A conquista da liberdade deveria ser uma conquista para a felicidade, mas não é. Lutar pela liberdade é a escolha pelo caminho do desconforto, da dor e da insatisfação. O ser humano nunca conseguiu lutar por liberdade e ser feliz. A felicidade de ser livre está na busca, na via a ser percorrida, e não na chegada. Muitos não chegaram a ver o resultado dessa luta, ficaram pela estrada. Ser feliz tem mais sentido com alienação e ignorância, ficar sem saber o que está ocorrendo, não situado.

“Em teu seio, ó liberdade./ Desafio o nosso peito a própria morte!” São versos do Hino Nacional Brasileiro tão atuais, poucos percebem. Viver é estar livre não importa onde, é um desafio. Buscar pela voz de poder, ser ouvido, é a liberdade que se busca hoje. De poder sair de casa e não ser morto ou assaltado. Estamos vivendo uma guerra civil, mas não se ouve.

Nada é mais atual no mundo que a voz que clama nas redes sociais para ser curtida, essa é a nova maneira do movimento social existir. Tem força de bandeira e passeata nas ruas, tomando a cidade, agora toma a rede nos confins da Terra. Enfrentam ditaduras e governos. Empresas são desmascaradas, o que era velado é descoberto. Nada mais é escondido, e a hipocrisia não tem muito tempo para permanecer. Traições duram pouco. Nada continua escondido em baús a sete chaves.

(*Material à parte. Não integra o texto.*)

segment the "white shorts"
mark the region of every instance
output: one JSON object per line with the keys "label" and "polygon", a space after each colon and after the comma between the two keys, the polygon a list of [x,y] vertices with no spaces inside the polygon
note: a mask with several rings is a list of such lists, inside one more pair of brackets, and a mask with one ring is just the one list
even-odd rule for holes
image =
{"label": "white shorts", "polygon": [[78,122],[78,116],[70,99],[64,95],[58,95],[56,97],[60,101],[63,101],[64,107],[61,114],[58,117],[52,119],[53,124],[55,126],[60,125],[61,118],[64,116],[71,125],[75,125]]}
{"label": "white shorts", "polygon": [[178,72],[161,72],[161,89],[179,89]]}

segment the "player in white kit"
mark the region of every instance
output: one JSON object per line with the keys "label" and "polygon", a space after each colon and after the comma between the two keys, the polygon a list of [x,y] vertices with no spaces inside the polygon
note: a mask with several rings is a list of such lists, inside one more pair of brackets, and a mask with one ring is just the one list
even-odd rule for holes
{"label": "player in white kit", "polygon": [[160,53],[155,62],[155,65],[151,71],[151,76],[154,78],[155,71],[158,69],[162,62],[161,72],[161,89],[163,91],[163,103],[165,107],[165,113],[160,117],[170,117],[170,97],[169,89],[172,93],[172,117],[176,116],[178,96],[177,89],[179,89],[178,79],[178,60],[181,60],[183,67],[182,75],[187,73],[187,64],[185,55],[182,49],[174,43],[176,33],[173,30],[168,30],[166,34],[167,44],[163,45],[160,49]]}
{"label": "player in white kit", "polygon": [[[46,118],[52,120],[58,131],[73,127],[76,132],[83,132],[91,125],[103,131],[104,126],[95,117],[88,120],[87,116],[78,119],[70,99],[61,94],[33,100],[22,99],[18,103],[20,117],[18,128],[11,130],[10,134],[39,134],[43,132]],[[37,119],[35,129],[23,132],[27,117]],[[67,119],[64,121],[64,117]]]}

O sutiã pegou fogo, a saia subiu sumindo, telefone não é mais linha, as gravadoras não têm mais força de não gravar músicas que não querem. As coisas mudaram de mão. O que era proibido proibir, hoje é proibido fazer piada. A indústria cultural continua existindo, só que agora não tem centro. O foco é ler nas entrelinhas invisíveis da cultura pra se saber e ter ideia do que está ocorrendo. A melhor maneira é ficar aberto ao inusitado, não ter medo de sentir medo. Não é tempo de se apaixonar por causas. É tempo de existir com consciência do momento presente. Não ficar no conforto da não mudança. É um tempo de desconforto do inusitado. A sensação de não se pertencer.

É tempo de ser livre situado, de autocriar-se, de viver a responsabilidade da própria existência de modo simples e humano. Pois o essencial das relações entre as consciências é o conflito. Segundo Sartre (1943), se o outro existe, a existência do homem está ligada ao pensamento do outro, ao julgamento que o outro faz de si. E os homens e mulheres desfrutam do difícil e angustiante privilégio de assumir suas responsabilidades e escolhas livremente.

Qual a moral dessa história? Autenticidade.

Ser livre é ser autêntico, não importa o que os outros pensam ou julgam. Afinal o inferno são os outros. Não é mesmo, Sartre?